Net revenues amounted to 4.534 trillion yen (US $39.29 billion, euro 31.87 billion) in the April-to-September period, up 1.0% compared with a year ago. Operating profit totaled 348.6 billion yen (US $3.02 billion, euro 2.45 billion), down 15.3%, while the operating profit margin came to 7.7%. Ordinary profit amounted to 360.9 billion yen (US $3.13 billion, euro 2.54 billion), down 8.8%.

In the first half, Nissan sold a total of 1,709,000 vehicles worldwide, down 6.9% compared with last year.

“As forecasted, a combination of external headwinds and a lack of new product resulted in a lower level of performance in the first six months,” said Nissan President and CEO Carlos Ghosn. “In the second half, and into 2007, you will see a return to the intense product launch activity that has fueled Nissan’s profitable growth in the past,” continued Ghosn.

During the first six months of 2006, Nissan launched just one of its ten all-new products for this fiscal year. During the next six months nine new products will be introduced globally, led by the Sentra, Altima and Infiniti G35 sedans in the US, the Qashqai compact crossover in Europe, the all-new Skyline sedan and Otti minicar in Japan, and the Livina Geniss in China.

In the July-to-September second quarter, Nissan’s net income totaled 164.0 billion yen (US $1.42 billion, euro 1.15 billion), an increase of 31.2%. Net revenues amounted to 2.324 trillion yen (US $20.14 billion, euro 16.33 billion), down 0.9% compared with a year ago. Operating profit totaled 195.3 billion yen (US $1.69 billion, euro 1.37 billion), down 4.9%, while the operating profit margin came to 8.4%.

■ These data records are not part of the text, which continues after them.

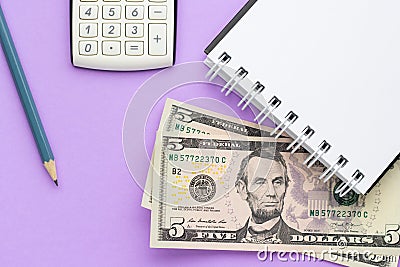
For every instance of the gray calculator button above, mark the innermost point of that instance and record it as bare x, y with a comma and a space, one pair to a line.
134, 12
88, 48
134, 48
88, 30
157, 12
157, 39
111, 48
88, 12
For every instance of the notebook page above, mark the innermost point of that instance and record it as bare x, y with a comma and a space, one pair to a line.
336, 64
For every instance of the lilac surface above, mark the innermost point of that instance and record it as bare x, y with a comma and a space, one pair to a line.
94, 218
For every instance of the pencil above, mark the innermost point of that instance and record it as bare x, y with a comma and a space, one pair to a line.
26, 98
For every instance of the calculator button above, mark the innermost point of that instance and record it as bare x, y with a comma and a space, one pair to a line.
134, 12
111, 48
157, 12
111, 12
157, 39
88, 48
111, 30
134, 48
134, 30
88, 12
88, 30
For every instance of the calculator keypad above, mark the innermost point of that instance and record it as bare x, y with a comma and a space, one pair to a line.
123, 29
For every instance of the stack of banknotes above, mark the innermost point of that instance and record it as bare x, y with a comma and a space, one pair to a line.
221, 183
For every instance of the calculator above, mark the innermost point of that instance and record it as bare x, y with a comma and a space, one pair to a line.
123, 35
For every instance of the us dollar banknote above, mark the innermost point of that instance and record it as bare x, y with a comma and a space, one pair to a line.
183, 119
240, 194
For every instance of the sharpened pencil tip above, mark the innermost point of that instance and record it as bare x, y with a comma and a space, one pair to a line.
51, 169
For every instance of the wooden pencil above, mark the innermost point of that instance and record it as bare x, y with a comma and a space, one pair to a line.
26, 98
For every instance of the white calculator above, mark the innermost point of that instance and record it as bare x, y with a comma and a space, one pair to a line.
123, 35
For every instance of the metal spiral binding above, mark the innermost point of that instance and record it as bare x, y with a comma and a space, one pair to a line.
322, 149
332, 170
301, 139
290, 118
271, 106
240, 74
222, 61
355, 179
257, 88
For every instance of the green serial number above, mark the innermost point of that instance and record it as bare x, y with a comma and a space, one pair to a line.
194, 158
339, 213
188, 129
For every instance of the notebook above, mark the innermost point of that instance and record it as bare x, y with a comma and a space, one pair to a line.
326, 72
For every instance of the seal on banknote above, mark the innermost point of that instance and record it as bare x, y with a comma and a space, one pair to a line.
202, 188
347, 200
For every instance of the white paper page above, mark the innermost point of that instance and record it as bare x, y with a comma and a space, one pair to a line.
336, 64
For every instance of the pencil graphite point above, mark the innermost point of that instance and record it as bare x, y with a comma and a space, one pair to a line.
51, 169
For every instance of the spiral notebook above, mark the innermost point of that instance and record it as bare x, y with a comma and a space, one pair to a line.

Nissan’s operating profit margin improved significantly compared with the first quarter when it posted a profit margin of 6.9% amid a one-time warranty charge in North America.

Ordinary profit amounted to 204.1 billion yen (US $1.77 billion, euro 1.43 billion), up 10.4%.

Nissan sold a total of 883,000 vehicles worldwide in the second quarter, down 7.6% compared with the prior year.

Nissan continues to identify risks to the forecast including higher incentive levels worldwide, mix and grade deterioration, high commodity prices, high energy prices and higher interest rates. Opportunities come from the flawless implementation of the Nissan Value-Up plan and favorable foreign exchange rates. Our initial forecast remains unchanged for the full fiscal year.

Note: Amounts in dollars and euros are translated for the convenience of the reader only at the foreign exchange rates of 115.4 yen/dollar and 142.3 yen/euro, the average rates for the first half of the fiscal year ending March 31, 2007.